Ioria rimase fermo a fissare Mur con stupore crescente, la bocca spalancata e gli occhi strabuzzati allo stesso modo. L'affanno muoveva il suo petto in su e in giù. I capelli gli si erano incollati alla fronte a causa del sudore.
Mur, dal canto proprio, era un'esplosione d'energia. La risonanza delle parole di Virgo traboccava ancora dentro di lui in un furore incontrollato, che necessitava d'esser sfogato al più presto.
Sapeva in quale modo.
"Ho sentito il Cosmo di Virgo" disse, avanzando verso il compagno. Ioria gli andò incontro lentamente, come se temesse di finir scottato da tanto ardore.
"Virgo?" la sua espressione si fece speranzosa "Ed è... merito suo, questo? Voglio dire, è vivo?"
Mur poteva ben capire il suo entusiasmo. Il suo cuore reagiva a quella notizia allo stesso modo.
"Lo è. Dovremmo iniziare a cercarlo." tese la mano a Ioria, che l'afferrò con una vaga esitazione.

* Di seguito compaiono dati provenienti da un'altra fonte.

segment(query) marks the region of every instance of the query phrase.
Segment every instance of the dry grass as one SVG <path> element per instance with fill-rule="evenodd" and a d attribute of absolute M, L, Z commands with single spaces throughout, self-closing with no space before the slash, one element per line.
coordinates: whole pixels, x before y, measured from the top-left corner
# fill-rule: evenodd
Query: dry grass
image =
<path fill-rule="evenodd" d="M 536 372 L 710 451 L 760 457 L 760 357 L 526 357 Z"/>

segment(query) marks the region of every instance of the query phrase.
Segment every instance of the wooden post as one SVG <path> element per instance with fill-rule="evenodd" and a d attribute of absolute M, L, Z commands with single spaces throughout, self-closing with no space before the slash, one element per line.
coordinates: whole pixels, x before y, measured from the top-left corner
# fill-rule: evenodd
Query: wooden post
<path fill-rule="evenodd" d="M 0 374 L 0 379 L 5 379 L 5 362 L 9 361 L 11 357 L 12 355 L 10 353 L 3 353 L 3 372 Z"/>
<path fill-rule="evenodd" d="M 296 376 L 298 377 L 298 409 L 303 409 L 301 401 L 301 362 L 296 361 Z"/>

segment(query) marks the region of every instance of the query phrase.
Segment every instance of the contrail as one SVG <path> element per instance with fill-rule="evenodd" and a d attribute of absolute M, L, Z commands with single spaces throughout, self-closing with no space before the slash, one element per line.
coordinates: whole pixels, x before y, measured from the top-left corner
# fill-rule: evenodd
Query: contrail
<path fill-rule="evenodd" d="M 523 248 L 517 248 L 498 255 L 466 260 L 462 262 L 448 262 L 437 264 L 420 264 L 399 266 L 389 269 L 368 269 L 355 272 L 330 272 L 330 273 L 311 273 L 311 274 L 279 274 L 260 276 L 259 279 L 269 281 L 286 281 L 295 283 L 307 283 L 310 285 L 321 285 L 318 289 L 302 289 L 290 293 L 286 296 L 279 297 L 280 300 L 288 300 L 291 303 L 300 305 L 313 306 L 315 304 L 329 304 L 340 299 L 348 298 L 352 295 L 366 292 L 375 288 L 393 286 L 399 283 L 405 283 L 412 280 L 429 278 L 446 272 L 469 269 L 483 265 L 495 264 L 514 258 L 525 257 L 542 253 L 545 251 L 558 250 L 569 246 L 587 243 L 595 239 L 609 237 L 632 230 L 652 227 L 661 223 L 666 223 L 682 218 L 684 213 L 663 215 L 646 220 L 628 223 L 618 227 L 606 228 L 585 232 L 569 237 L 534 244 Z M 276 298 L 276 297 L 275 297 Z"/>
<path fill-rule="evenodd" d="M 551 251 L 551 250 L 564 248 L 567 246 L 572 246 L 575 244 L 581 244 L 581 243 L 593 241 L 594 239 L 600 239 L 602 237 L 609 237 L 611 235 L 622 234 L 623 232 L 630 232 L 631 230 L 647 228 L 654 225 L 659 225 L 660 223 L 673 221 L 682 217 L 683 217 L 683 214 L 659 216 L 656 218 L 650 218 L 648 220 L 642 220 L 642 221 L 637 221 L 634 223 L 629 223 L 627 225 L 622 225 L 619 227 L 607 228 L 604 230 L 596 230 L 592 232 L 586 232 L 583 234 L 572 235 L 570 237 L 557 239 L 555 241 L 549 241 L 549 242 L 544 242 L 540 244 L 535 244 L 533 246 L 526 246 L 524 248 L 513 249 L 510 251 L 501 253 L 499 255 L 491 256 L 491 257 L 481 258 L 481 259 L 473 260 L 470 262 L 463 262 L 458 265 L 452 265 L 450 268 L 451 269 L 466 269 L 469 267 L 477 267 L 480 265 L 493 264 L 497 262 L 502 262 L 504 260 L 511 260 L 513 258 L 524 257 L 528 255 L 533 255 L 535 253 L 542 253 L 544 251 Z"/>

Era stanco e segnato dalla fatica, i pantaloni squarciati e l'Armatura scheggiata in diversi punti.
La propria non aveva un graffio, forse a causa di quell'improvviso cambiamento che l'aveva evoluta a uno stadio di cui non era a conoscenza. Ioria proabilmente stava pensando la stessa cosa, perché lo fissava con aria assorta.
Mur accarezzò il suo palmo con le dita, per ridestarlo con calma.
"Sono così pieno d'energia che se non uso uno dei miei colpi più potenti sento che potrei esplodere." esordì, accennando un sorriso.
Ioria alzò immediatamente lo sguardo, posandolo nei suoi occhi: "Mi devi delle spiegazioni." gli lasciò la mano con delicatezza, poi passò accanto a lui e si mosse verso la zona in cui giacevano sconfitti Ikki, Sirio e Kiki. "Ma me le darai quando saremo tutti quanti a casa."
Mur lo guardò allontanarsi tra le conifere, il passo lievemente zoppicante. Si voltò una sola volta a controllare il cadavere di Fafnir e poi oltre, come se si aspettasse di veder comparir Virgo da un momento all'altro.
Le domande gli affollavano la mente con un'insistenza pari al concentrato di forza repressa che lo pregava d'esser sfogata. Interrogativi riguardo Virgo, riguardo i God Warriors, riguardo la sua nuova Armatura, riguardo suo fratello Kiki e la misteriosa presenza dei Cavalieri di Bronzo ad Asgard.
/Vediamo di trovare delle risposte/ si disse, guardando davanti a sé. Poi si decise, finalmente, a seguire Ioria nel bosco.